GBP/INR is declining in early trading on Thursday. The pair is currently trading at 94.293, down 0.11% as of 6:00 AM UTC.
On the first day of the year, the sterling entered a correction phase after rallying since December 23. Nevertheless, the pair has managed to recover about 85% of the losses caused by the post-election bearish trend.
The rupee forces the pair to test support levels after India released strong manufacturing data. India’s manufacturing sector expanded in December at the fastest pace in ten months, driven by robust growth in factory orders.
IHS Markit said that India’s manufacturing purchasing managers’ index (PMI) increased to 52.7 in December, from 51.2 in November. Analysts expected contraction to 51.0. A reading above the 50-mark suggests expansion.
The index was pushed by consumer goods, while capital goods remained below 50.0. Pollyanna de Lima, Principal Economist at IHS Markit, commented:
“Factories benefited from a rebound in demand, and responded by scaling up production to the greatest extent since May. There were also renewed increases in input purchasing and employment during December.”

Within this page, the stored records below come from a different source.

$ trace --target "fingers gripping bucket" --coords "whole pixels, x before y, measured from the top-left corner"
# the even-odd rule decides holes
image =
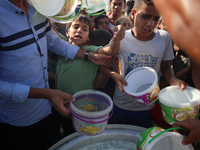
[[[158,95],[164,120],[173,124],[175,121],[196,119],[199,115],[200,92],[190,86],[181,91],[180,86],[168,86]]]
[[[70,103],[69,110],[73,115],[74,129],[85,135],[102,133],[112,115],[110,114],[113,110],[112,99],[96,90],[80,91],[73,97],[76,101]]]
[[[179,133],[168,132],[181,127],[162,129],[152,127],[145,130],[138,138],[137,150],[194,150],[191,144],[183,145],[183,136]]]
[[[58,23],[68,23],[80,13],[80,11],[74,13],[78,0],[31,0],[31,2],[39,13]]]
[[[87,14],[100,15],[109,8],[109,0],[82,0],[83,7],[86,8]],[[101,11],[101,12],[99,12]],[[99,12],[99,13],[97,13]]]
[[[132,96],[138,103],[147,105],[154,103],[160,91],[158,75],[150,67],[139,67],[129,72],[125,77],[128,86],[125,92]]]

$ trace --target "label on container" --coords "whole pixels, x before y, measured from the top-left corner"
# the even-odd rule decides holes
[[[160,103],[160,106],[162,108],[163,118],[169,124],[173,124],[175,121],[196,119],[198,117],[200,107],[200,105],[197,105],[195,107],[188,108],[173,108],[163,105],[162,103]]]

The better-than-expected performance is like a breath of fresh air for the rupee, which was hit amid India’s struggling economy. Despite the December result, the manufacturing PMI’s average figure for the third quarter of the fiscal year 2019/2020 was the lowest since the three months to September 2017.
On January 7, India will release the first preliminary estimates for economic growth for 2019/2020. Asia’s third-largest economy saw its economy expanding at a modest rate of 4.5% in the July-September quarter, which was the slowest growth in more than six years.
IHS Markit’s survey showed that manufacturers started to hire more in December amid improving underlying demand. Employment in the industry showed the largest growth since February.
Despite a solid performance in operating conditions last month, Indian companies were not so confident about the 2020 outlook. Production is anticipated to expand in the coming 12 months on average, but optimism fell to a 34-month low.
The UK is expected to release its December manufacturing PMI later today.